Notably, the term efficacy always has a certain ‘quality’, as ligands with the ability to activate the same receptor protein may stabilize different active receptor conformations, which in turn activate different subsets of intracellular adaptor proteins leading to diverse functional responses (Kenakin, 1995b; Deupi and Kobilka, 2010; Kenakin and Christopoulos, 2013). This ‘biased agonism’ or ‘functional selectivity’ has become increasingly interesting for potential therapeutic exploitation in drug discovery (Shonberg et al., 2014).

This article aims to review GPCR agonists, which are able to activate the receptor to an even higher degree than the endogenous agonist does, that is, ‘superagonists’ (Engström et al., 2005; Smith et al., 2011; Schrage et al., 2013), and to highlight the potential exploitation of superagonists for both basic GPCR research and therapeutic use.
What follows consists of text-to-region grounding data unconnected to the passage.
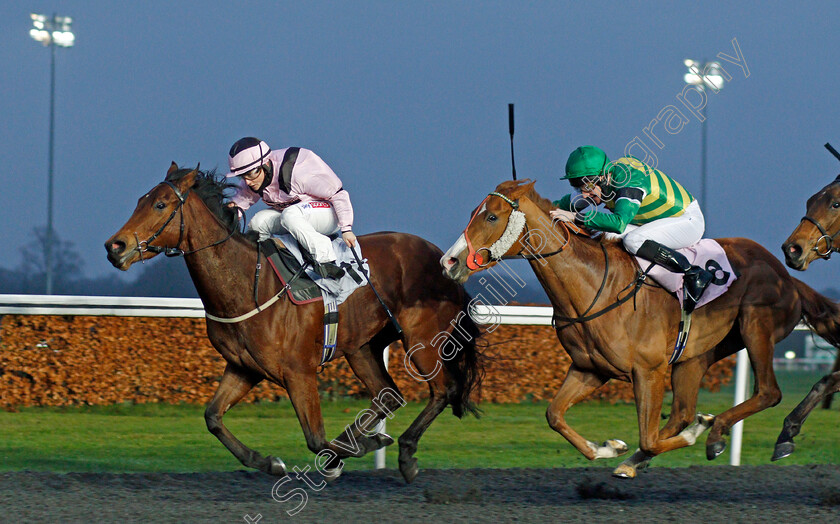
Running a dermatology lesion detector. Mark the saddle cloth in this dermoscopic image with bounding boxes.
[636,238,738,308]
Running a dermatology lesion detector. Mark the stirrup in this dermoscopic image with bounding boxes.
[683,266,715,314]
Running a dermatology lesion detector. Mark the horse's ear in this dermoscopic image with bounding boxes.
[175,167,198,192]
[166,161,178,179]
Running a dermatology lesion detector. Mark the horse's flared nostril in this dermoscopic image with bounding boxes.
[105,240,125,255]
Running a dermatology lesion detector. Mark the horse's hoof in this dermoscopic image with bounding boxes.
[697,413,715,428]
[613,464,636,479]
[265,457,286,477]
[400,458,420,484]
[706,440,726,460]
[604,438,629,456]
[321,467,343,484]
[770,442,794,461]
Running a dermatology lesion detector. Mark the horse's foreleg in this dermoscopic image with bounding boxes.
[545,364,627,460]
[204,364,286,476]
[659,353,712,439]
[399,335,458,483]
[772,371,840,460]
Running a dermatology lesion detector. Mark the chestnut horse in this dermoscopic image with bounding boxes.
[105,162,483,482]
[441,180,840,477]
[773,176,840,460]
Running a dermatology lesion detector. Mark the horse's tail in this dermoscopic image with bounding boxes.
[444,293,484,418]
[791,277,840,348]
Of note, application of the term ‘superagonist’ in biomedical data bases and search engines reveals that this designation is most commonly used in immunological research where cell signalling is mainly mediated by kinase‐associated receptors or receptor kinases. In the following section, we will first focus on the term superagonism in immunology regarding similarities and differences compared with GPCR superagonism. We will then report on examples of GPCR superagonism and difficulties in the identification of compounds exceeding the endogenous agonist in efficacy. We would point out that there are also several examples of compounds with supraphysiological efficacy at ligand‐gated ion channels (Carlier et al., 2002; Thompson and Lummis, 2013).
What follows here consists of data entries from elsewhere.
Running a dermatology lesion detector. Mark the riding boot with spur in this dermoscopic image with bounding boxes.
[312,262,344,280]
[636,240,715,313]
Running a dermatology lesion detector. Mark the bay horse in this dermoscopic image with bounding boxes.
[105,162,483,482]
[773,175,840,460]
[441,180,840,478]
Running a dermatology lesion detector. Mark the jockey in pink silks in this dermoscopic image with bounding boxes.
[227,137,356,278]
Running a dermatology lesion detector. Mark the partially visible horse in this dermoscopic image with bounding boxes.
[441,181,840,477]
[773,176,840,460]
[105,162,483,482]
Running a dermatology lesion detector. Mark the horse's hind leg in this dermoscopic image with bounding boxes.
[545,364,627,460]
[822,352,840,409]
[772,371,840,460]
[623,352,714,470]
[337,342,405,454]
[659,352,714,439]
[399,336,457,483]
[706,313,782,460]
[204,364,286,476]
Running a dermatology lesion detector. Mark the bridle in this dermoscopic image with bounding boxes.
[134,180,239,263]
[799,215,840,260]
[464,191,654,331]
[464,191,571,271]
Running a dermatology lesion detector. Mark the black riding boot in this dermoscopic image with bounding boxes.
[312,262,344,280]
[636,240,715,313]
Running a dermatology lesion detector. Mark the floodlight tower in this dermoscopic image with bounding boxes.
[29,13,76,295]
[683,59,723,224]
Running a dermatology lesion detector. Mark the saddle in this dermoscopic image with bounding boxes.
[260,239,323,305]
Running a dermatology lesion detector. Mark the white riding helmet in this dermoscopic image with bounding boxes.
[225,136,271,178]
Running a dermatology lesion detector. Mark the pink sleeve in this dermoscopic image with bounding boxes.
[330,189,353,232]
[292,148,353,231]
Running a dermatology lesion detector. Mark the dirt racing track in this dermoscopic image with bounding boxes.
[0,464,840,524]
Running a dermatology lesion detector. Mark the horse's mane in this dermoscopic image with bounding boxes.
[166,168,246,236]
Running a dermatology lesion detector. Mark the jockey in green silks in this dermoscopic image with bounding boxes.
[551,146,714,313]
Consequently, we propose that superagonism is evident not only at GPCRs but may also be applicable to all main receptor classes, which mediate physiological actions in response to endogenous agonists.

Up until now, the term ‘superagonist’ has not been addressed in the NC‐IUPHAR nomenclature system (Neubig et al., 2003). In the literature, the term is also used for agonists that are endowed with higher binding affinity compared with the endogenous activator. For example, ‘superagonists’ of the gonadotropin‐releasing hormone receptor, such as the synthetic nonapeptide buserelin, have usually higher biological potency but not necessarily higher efficacy than the endogenous agonist gonadotropin‐releasing hormone (Loumaye et al., 1982; Padula, 2005; Leaños‐Miranda et al., 2006). However, more‐than‐physiological receptor binding does not necessarily accompany more‐than‐physiological efficacy for receptor activation.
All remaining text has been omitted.